The rest of the paper is devoted to a derivation of the aforementioned results. For Lorentzian $g(\omega)$, Eq. (5), we use exact analytical results derived by applying the so-called Ott-Antonsen ansatz, combined with numerical integration of the dynamics (3) for large $N$, to support the key result of our work, the bifurcation diagram of Fig. 3. The celebrated Ott-Antonsen ansatz is a remarkable method of analysis introduced to study coupled oscillator systems, which allows to rewrite in the limit $N\to\infty$ the dynamics of coupled networks of phase oscillators in terms of a few collective variables Ott:2008 ; Ott:2009 .

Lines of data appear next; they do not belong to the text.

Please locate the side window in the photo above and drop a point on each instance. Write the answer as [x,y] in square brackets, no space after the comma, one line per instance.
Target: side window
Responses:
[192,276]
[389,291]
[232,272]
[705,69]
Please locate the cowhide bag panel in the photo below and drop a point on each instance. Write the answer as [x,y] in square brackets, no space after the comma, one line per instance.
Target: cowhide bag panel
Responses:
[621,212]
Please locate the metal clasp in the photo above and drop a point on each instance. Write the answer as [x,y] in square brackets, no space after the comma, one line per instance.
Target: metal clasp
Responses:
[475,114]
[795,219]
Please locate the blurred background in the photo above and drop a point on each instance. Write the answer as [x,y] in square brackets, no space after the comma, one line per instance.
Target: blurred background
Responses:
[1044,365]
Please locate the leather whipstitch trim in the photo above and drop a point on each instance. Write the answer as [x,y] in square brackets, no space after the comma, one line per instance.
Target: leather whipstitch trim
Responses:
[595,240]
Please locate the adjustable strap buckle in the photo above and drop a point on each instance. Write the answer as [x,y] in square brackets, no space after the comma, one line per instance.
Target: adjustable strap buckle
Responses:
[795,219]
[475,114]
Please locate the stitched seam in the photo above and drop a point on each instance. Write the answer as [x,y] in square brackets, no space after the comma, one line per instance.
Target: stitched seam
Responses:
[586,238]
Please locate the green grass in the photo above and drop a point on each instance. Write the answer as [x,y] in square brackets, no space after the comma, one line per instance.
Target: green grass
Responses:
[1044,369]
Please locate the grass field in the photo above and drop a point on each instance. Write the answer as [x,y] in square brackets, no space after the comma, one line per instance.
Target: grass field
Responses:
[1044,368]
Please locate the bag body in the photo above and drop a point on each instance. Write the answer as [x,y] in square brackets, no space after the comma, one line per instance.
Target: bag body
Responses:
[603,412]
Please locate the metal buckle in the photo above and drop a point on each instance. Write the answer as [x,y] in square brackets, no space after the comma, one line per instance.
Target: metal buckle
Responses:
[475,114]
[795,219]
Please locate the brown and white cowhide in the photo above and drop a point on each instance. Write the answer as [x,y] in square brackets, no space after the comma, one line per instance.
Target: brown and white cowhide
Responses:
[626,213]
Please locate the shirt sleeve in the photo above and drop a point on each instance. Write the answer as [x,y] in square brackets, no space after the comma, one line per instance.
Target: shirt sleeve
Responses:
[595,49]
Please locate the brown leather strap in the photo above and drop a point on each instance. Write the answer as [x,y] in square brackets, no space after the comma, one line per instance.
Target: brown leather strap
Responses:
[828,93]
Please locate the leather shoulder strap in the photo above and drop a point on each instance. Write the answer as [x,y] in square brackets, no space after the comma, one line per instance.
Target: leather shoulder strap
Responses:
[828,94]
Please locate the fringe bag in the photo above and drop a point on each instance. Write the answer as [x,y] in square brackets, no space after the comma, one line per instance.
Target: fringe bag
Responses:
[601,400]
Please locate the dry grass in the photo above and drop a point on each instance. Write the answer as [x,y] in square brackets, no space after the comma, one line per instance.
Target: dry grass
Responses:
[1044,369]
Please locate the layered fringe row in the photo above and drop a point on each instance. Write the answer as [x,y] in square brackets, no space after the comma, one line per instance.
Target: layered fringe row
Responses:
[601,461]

We now analyse the dynamics (3) in the limit $N\to\infty$ by employing the Ott-Antonsen ansatz. In this limit, the dynamics may be characterized by defining a single-oscillator distribution function $f(\theta,\omega,t)$, which is such that $f(\theta,\omega,t)$ is the probability density of finding an oscillator with natural frequency $\omega$ and phase $\theta$ at time $t$. The distribution is $2\pi$-periodic in $\theta$ and is moreover normalized as

$$\int_{0}^{2\pi}{\rm d}\theta~{}f(\theta,\omega,t)=g(\omega)~{}\forall~{}\omega,t.$$

(7)

The evolution of $f$ is given by the continuity equation describing the conservation of number of oscillators of a given frequency under the dynamics (3):

$$\frac{\partial f}{\partial t}+\frac{\partial}{\partial\theta}(fv)=0,$$

(8)

where $v(\theta,\omega,t)\equiv{\rm d}\theta/{\rm d}t$ is the angular velocity at position $\theta$ at time $t$. From Eq. (3), we get

	$\displaystyle v(\theta,\omega,t)=\omega+$	$\displaystyle\frac{\epsilon_{1}}{2\mathrm{i}}[ze^{-\mathrm{i}(\theta-\alpha)}-z^{\star}e^{\mathrm{i}(\theta-\alpha)}]$
		$\displaystyle-\frac{\epsilon_{2}}{2\mathrm{i}}[ze^{\mathrm{i}(\theta+\alpha)}-z^{\star}e^{-\mathrm{i}(\theta+\alpha)}],$		(9)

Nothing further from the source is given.